Denise E Moraes: Apesar dos visíveis ruídos institucionais que uma inovação desse porte traz, a IA vem sendo progressivamente percebida como uma aliada, contanto que o seu uso ocorra de forma consciente e responsável. Embora a instituição ainda não disponha de um regulamento interno próprio e definitivo sobre a Inteligência Artificial, temos realizado campanhas ativas de conscientização alinhadas às regulamentações federais e maiores. Paralelamente, no microcosmo das salas de aula, os docentes têm desenvolvido estratégias pedagógicas perspicazes. Para certificar a autonomia cognitiva, muitos têm retornado a atividades avaliativas tradicionais escritas inteiramente à mão, além de formular questões autorais e personalizadas de elaboração própria, amparadas estritamente nos objetivos pedagógicos específicos de cada disciplina.

Delcimar R. Silva: Recentemente, foi sancionada a Lei nº 15.100/2025, estabelecendo a proibição nacional do uso de celulares em salas de aula públicas e privadas. Qual balanço você faz dessa medida com base na sua experiência profissional?
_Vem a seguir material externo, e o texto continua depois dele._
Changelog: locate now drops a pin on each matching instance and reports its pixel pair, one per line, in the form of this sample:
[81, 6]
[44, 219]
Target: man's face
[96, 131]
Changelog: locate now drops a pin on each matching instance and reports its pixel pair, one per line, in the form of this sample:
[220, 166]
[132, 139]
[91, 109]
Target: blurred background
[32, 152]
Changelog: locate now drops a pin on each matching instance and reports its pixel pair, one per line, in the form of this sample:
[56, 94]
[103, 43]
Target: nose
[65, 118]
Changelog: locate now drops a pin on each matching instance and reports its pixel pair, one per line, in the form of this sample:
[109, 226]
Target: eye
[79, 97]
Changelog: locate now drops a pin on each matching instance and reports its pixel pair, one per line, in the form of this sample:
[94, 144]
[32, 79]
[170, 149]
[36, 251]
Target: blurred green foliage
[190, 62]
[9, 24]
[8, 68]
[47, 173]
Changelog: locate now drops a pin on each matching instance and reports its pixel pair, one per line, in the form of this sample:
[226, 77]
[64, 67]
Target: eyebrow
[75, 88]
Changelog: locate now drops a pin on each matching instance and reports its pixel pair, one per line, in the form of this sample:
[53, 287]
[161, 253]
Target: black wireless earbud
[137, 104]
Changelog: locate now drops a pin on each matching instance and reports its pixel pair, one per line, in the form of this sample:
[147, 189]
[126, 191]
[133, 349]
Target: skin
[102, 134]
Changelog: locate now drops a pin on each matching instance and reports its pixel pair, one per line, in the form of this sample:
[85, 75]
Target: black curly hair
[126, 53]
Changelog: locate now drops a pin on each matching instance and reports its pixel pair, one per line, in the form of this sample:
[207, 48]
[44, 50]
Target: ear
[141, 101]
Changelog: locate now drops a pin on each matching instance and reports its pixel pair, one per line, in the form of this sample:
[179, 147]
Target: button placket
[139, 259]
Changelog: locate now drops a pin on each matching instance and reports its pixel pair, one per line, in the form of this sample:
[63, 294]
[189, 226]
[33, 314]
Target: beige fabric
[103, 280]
Denise E Moraes: Sendo sincera, na dinâmica interna das salas de aula a nova lei não traz grandes mudanças práticos imediatas, pois o uso de aparelhos celulares sem finalidade pedagógica já era estritamente proibido pelas normas regimentais internas da nossa instituição. No entanto, o texto legal peca por silenciar sobre o que ocorre do lado de fora da sala de aula e sobre o suporte estrutural que deve ser oferecido a esses profissionais e alunos. A lei funciona como um pequeno passo político, talvez até redundante, focado na preservação da saúde mental infantojuvenil. Todavia, ela isola o celular e ignora o contexto de superexposição mercadológica: o mesmo aluno que está proibido de usar o aparelho entra em contato com estímulos agressivos fora dali, sendo inundado, por exemplo, por publicidades massivas de plataformas de apostas eletrônicas (bets) ao assistir a um jogo de futebol. No final das contas, há uma constante histórica: desde que ingressei na carreira educacional, em 2005, independentemente do que é proibido pelas leis ou estatutos, a linha de frente encarregada de gerenciar o conflito e aplicar a restrição é, e continua sendo, o professor.